David Horsley is accused of not complying with Ontario securities law and acting contrary to the public interest.
Details of the tentative settlement will not be made public unless it is approved at a hearing on July 21.
The allegations against Horsley were first brought by the Ontario regulator in the spring of 2012.
Horsley stepped down as chief financial officer at Sino-Forest in April 2012 and parted ways with the company in September 2012.
Five other executives — Allen Chan, Albert Ip, Alfred C.T. Hung, George Ho and Simon Yeung — are also accused of lying to investors and misleading investigators by engaging in a "complex fraud scheme to inflate the assets and revenue of Sino-Forest," according to OSC documents.
The OSC said a hearing will be held in September regarding the other five accused.
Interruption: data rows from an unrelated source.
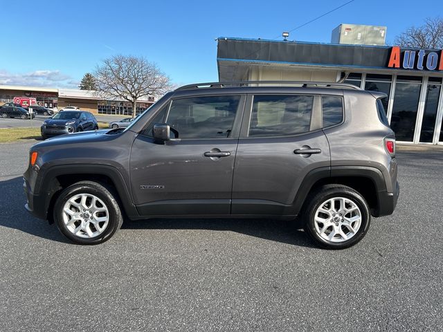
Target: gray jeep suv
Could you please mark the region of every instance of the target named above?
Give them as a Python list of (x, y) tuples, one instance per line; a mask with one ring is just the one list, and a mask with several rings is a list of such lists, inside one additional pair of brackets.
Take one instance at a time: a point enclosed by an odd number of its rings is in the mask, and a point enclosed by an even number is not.
[(399, 195), (383, 98), (337, 83), (183, 86), (127, 128), (33, 146), (26, 207), (81, 244), (109, 239), (124, 218), (252, 217), (349, 247)]

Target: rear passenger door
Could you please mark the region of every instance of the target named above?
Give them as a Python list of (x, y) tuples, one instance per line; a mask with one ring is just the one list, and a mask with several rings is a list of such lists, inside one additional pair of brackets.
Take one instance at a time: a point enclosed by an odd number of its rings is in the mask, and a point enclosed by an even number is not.
[(319, 167), (327, 171), (330, 154), (321, 129), (321, 98), (248, 97), (234, 167), (233, 214), (291, 214), (306, 175)]

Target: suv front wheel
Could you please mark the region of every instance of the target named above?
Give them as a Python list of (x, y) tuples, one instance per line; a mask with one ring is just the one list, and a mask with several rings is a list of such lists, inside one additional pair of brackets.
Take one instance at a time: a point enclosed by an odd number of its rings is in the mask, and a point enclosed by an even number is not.
[(371, 216), (368, 203), (349, 187), (325, 185), (308, 199), (305, 229), (322, 247), (350, 247), (361, 240), (369, 229)]
[(98, 244), (114, 235), (123, 217), (111, 188), (82, 181), (62, 192), (54, 206), (54, 221), (73, 242)]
From June 2006 to March 2011, the Toronto-listed forestry company saw its stock price soar by 340 per cent from $5.75 a share, to $25.30. At its peak, Sino-Forest's market capitalization was worth more than $6 billion.
But in 2011, Sino-Forest was accused of being a fraud by U.S. firm Muddy Waters Research, prompting investigations by the OSC and the RCMP. The allegations sent the company's share price plummeting.
A year later, the company said that investors should no longer rely on the accuracy of its previous financial statements or audit reports.
Its auditors resigned in April 2012. A month later, the company's shares delisted on the Toronto Stock Exchange.
Last year, the Ontario Superior Court approved a $117-million class-action settlement involving Sino-Forest and its former auditor, Ernst & Young. The agreed deal saw the accounting firm pay towards into a fund to compensate shareholders after the firm was accused of fraudulently overstating its assets.